Epic Games Store is well on its way to becoming one of the leaders on the market as both the recently revealed revenue numbers and analysts' projections of consumer behaviour suggest. In fact, nine out of 10 US gamers didn't mind another launcher to access the exclusive content.
UPDATE (24 January 2020): Actual sales numbers for Red Dead Redemption 2
disproved this theory. Original article follows.
Epic Games Store found itself in crosshairs of antagonised gamers when they aggressively pushed for their slice of digital game distribution market - by securing third party exclusives instead of offering a platform as comfy as Steam. However, the players complaining about Epic Games' strategy that incorporated the exclusives were just a vocal minority.
According to SuperData's consumer study in early 2019, nine out of 10 PC gamers in the US were willing to download a new launcher in order to play a game they were anticipating. Considering this happened at the height of the Epic Games exclusivity controversy when Metro Exodus kerfuffle was heated up, it would be safe to assume the situation isn't any better today when the controversy is not in the spotlight anymore.
SuperData continued by reiterating that the question revolved around the games the players were anticipating and wanted to play them but it still showed that only a handful of players were willing to skip an anticipated title in order not to support a different store.
Meanwhile, Epic Games Store's head honchos also confirmed the platform is performing well.

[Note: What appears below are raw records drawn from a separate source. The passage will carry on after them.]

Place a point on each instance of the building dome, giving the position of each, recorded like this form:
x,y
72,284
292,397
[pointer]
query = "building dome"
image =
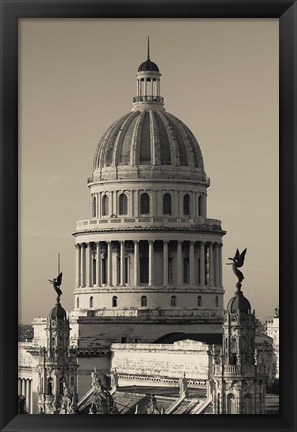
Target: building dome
x,y
58,313
148,66
238,303
148,138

What's more, it's exceeding expectations as it raked in $680 million in revenue . It is unclear what the profits were or whether it was profitable at all but since this is the first year where the platform aggressively wrestled with Steam, it's hard to call it shabby.
Overall, Epic Games Store turned out to be going strong. The players can keep complaining about exclusives on PC but the money they spend tells a different story.